Lightly edited copy of the original blog post from when I was in high school:

This is the PropComp in all its current glory. Future versions will have all this contained in a case under the keyboard, kind of like the Commodore 64, except this will include the screen. The whole computer up and running, although missing it's nice large speakers. Don't SparkFun boxes make the most beautiful cases for any electronics project? They are sturdy and easy to modify, my first choice when prototyping any new creation.

After I received the Parallax Propeller Demo Board for a recent birthday, I've realized that my dream of a mini computer with the look and feel of an early computer from the 90s is easily attainable without the hassle of completing the original CS Project. This micro controller allows code to be extremely rapidly developed and put in place in a hardware system. The original CS Project is currently slowed, but it hasn't been stopped completely. I still want the satisfaction of designing and building a computer from the ground up, this just scratches my itch for a functional retro computer. The following is the plan for this new Prop-based computer:


The basic idea behind my computer that makes it more useful and cool than any other personal device that you can buy today is its versatility. I am in the process of writing software that allows this computer to operate in any way you feel like using it. Don't have a screen? That's fine, just use the keyboard and listen to music and navigate with sound prompts. Don't have a keyboard? The software works with mouse-only.

Any way that you care to configure it, the PropComp can be useful to you. All the software is open-source, so if you have a little time and some programming experience you can customize it to your heart's desire. If I can get developers interested and if I receive enough money in donations it may be possible to start a library of free applications similar to what the iPhone has. But to get that working I need my own domain and money to make the computer as cheap as possible, so head over to the donations section and give me some money (please) :D.

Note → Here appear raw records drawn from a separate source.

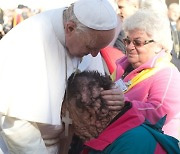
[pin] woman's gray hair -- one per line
(155, 24)
(70, 16)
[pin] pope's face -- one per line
(83, 43)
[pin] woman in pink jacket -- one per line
(150, 81)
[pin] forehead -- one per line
(99, 39)
(137, 33)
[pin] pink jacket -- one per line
(157, 95)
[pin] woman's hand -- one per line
(114, 98)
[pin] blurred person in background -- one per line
(174, 14)
(126, 8)
(34, 73)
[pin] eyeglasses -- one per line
(137, 42)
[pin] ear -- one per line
(70, 27)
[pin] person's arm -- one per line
(22, 136)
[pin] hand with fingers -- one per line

The hardware is very basic at this point. It centers around the Propeller Demo Board, with a simple module for SD Cards. The SD Card module supports almost all available cards and gives more than enough space for apps, music, videos, and documents. Sometime in the future when I have the software developed enough and I have enough money I'll get a dedicated PCB with everything I want built in, but at the moment I am stuck with the demo board. The final product will let me bring the controls out to different spots in the case, the demo board doesn't allow me to do it because all it's input, output, and controls are hardwired with no extra ports to solder to. It is also prohibitively expensive if I started selling these computers to raise money for projects.

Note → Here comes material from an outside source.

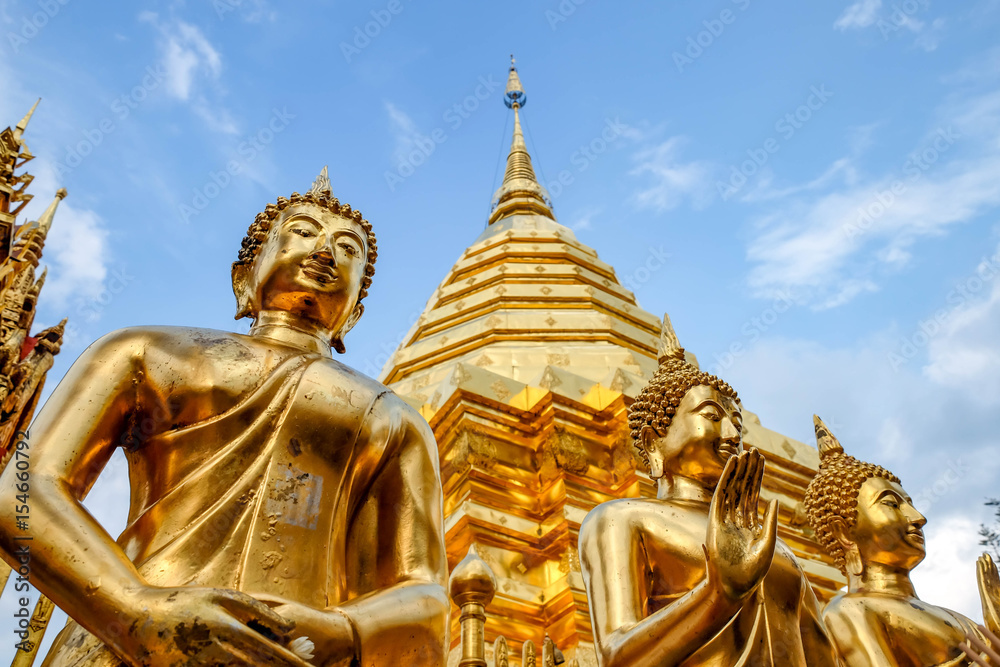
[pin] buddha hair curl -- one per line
(657, 403)
(833, 492)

To get the apps that are on the SD card into RAM to be executed I need a boot loader that sits in EEPROM and runs every time the computer is turned on. There is already an available project called PropDOS that does this, so I am currently using that. The final version of the computer will have an overhauled version of this bootloader, which is already in development. This new bootloader will have a more intuitive and fast interface for getting apps loaded, while still keeping the features it has that make it so nice.

Feature Applications

Without programs to make it useful the PropComp would be just another development platform and not really worth anything to an average person. That is why I am creating some applications that are built into the computer and make it useful from the start. With these, the usefulness of the computer will already be established and because everything is open-source it will be inherently easy for third-party developers to write apps for it.  Hopefully this will give my computer a competitive edge to make up for abilities that rank far lower than the average cell phone nowadays.

This is the list of the applications that I have planned right now:

  • Calculator: Every computer needs a calculator. The PropCalc is now at version 1.5.
  • Calendar: People like having something that remembers stuff for them. The PropCalendar does this with ease. It is currently at version 1.1.
  • Paint: Back in the early days of computers, when you got bored you whipped out MS paint and drew a picture. PropPaint is now working in VGA mode at version 0.7.
  • Music Player: I have found that the setup of the two music players in PropDOS are not easily used. The HMU player is OK, but you have to type in a command and a long file name each time you want to change the song. The wav player is almost unusable because it has to play the whole file through from start to finish before anything can be accomplished. I am going to make a dedicated music player with a nicer interface using the code from the two music players in PropDOS. Development has currently not begun on this feature.
  • Printer Interface: A text editor already exists, a method of printing out text on a standard printer does not. Development has currently not begun on this feature.
  • Internet Browser: People have shown that it is possible to connect a Propeller to the internet. Hopefully one of these people will let me use their code so I can get a real text-based internet browser working for the PropComp. Development has currently not begun on this feature.
  • Speech Synthesizer: I want the computer to talk. Using a special code object called VocalTract I have accomplished this. It is still basic, but it works. It is version 0.3. Drop any other application suggestions at the provided email, or IM at (handle withheld to protect the innocent).


The Guts!

You can see the Parallax Propeller Demo Board with a semi-crudely taped on and soldered SD module attached to an SD card breakout board from SparkFun and a nice 256MB SD card.

This picture is of the PropComp running PropDOS. I have many programs on the SD card that are in development, and some that I pulled off the internet, along with HMU and WAV type music for my 32 bit listening pleasure.